Geraldo França Vieira – hoje aposentado e gozando as delícias de viver à beira- mar na praia da Redinha – foi um dos mais atuantes empresários no comércio de automóveis no bairro da “Ribeira”, nesta Cidade do Natal.

Formado na Universidade da Vida, tirou Ph.D na arte de comprar, vender e trocar carros novos e usados ao longo de mais de quarenta anos exercendo esse mister. Quem trabalhou naquele ramo, numa época em que as coisas eram diferentes, algumas até rudimentares em relação aos tempos atuais, conhece bem as centenas de mumunhas que o cercavam.

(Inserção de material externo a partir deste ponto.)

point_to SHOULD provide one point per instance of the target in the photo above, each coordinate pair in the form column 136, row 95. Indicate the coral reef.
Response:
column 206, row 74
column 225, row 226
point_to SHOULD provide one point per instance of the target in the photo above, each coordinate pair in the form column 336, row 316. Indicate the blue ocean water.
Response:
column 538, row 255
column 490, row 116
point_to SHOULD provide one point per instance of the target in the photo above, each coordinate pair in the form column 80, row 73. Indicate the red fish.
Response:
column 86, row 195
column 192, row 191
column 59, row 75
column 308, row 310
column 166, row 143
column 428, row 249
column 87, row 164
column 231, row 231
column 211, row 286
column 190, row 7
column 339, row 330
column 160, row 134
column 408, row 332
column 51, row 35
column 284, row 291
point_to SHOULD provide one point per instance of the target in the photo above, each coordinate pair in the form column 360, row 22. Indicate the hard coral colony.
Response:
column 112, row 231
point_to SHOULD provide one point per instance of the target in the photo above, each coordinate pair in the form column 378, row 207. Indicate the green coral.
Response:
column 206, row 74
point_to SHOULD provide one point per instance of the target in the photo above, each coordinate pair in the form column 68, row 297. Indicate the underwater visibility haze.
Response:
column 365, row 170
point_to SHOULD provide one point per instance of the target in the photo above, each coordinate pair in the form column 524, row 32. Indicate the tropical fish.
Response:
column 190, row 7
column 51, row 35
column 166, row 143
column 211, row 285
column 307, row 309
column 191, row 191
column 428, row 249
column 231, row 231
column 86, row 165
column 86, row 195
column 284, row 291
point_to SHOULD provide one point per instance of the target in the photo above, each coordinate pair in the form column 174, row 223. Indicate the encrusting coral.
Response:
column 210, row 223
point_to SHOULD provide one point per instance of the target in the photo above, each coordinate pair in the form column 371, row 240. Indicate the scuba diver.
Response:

Desde o pecado venial de baixar a calibragem dos pneus do carro que se queria vender ou trocar, para que o comprador tivesse a impressão de que se tratava de “uma bolinha de borracha” – jargão próprio da atividade – ao testa-lo em ruas de paralelepípedos, até a prática criminosa de colocar banana verde no diferencial, para encobrir-lhe o “ronco”, quando o desgaste de carretas e rolamentos já era muito grande.

Mas esses truques dificilmente “colavam” em cima dele, porque Geraldo era uma verdadeira raposa naquela área e tinha experiência de sobra pra detecta-los.

Todavia, se um indivíduo toma a decisão de “passar a perna” noutro, por mais arguto que seja este último, provavelmente um dia o pegará desprevenido e ele poderá cair nalgum tipo de ludíbrio, que, – adredemente preparado – é arma de muitos megatons na mão do inescrupuloso…

E não existe nenhum cidadão neste mundo, mesmo entre os mais inteligentes e preparados, que não tenha passado, em alguma ocasião, por um momento de descuido, uma abertura na guarda..

Pois foi assim que aquele camarada, experto comerciante local e homem capaz de muitas “mágicas”, saiu levando a melhor na troca de uma Kombi na loja de Geraldo.

Ele chegou lá, na parte da manhã, levando sua Kombi usada e em bom estado de conservação para ser avaliada e recebida como parte do pagamento na troca por uma outra, mais nova.

O veículo foi examinado, testado, avaliado – principalmente o funcionamento do motor – e, sem muita demora, o negócio foi fechado.

Daí que, de repente, o sujeito “lembrou-se” que tinha um compromisso urgentíssimo e não poderia perder tempo esperando as formalidades da venda. Pediu a Gerando que preparasse a papelada atinente à troca enquanto ele iria, ainda na sua Kombi, atender àquele compromisso e voltaria mais tarde para entrega-la e pegar a que tava comprando.

E aí, Geraldo – digamos assim – não “ligou o desconfiômetro”, como deveria ter feito, até porque o cabra tinha fama de “muito sabido” e a “luz vermelha” era p´ra ter piscado diante daquela proposta surgida de última hora…

Permitiu que o sujeito levasse o carro – que informalmente já era seu – e ficou à espera de sua volta, o que só aconteceu no fim da tarde, já quase terminando o expediente. Apressadamente, o camarada assinou os papeis da troca, deixou sua Kombi e levou a outra.

Na manhã seguinte, quando Geraldo mandou seu fiel escudeiro e competente mecânico Lauro revisar a que recebeu, a bicha num prestava. O motor tinha sido trocado!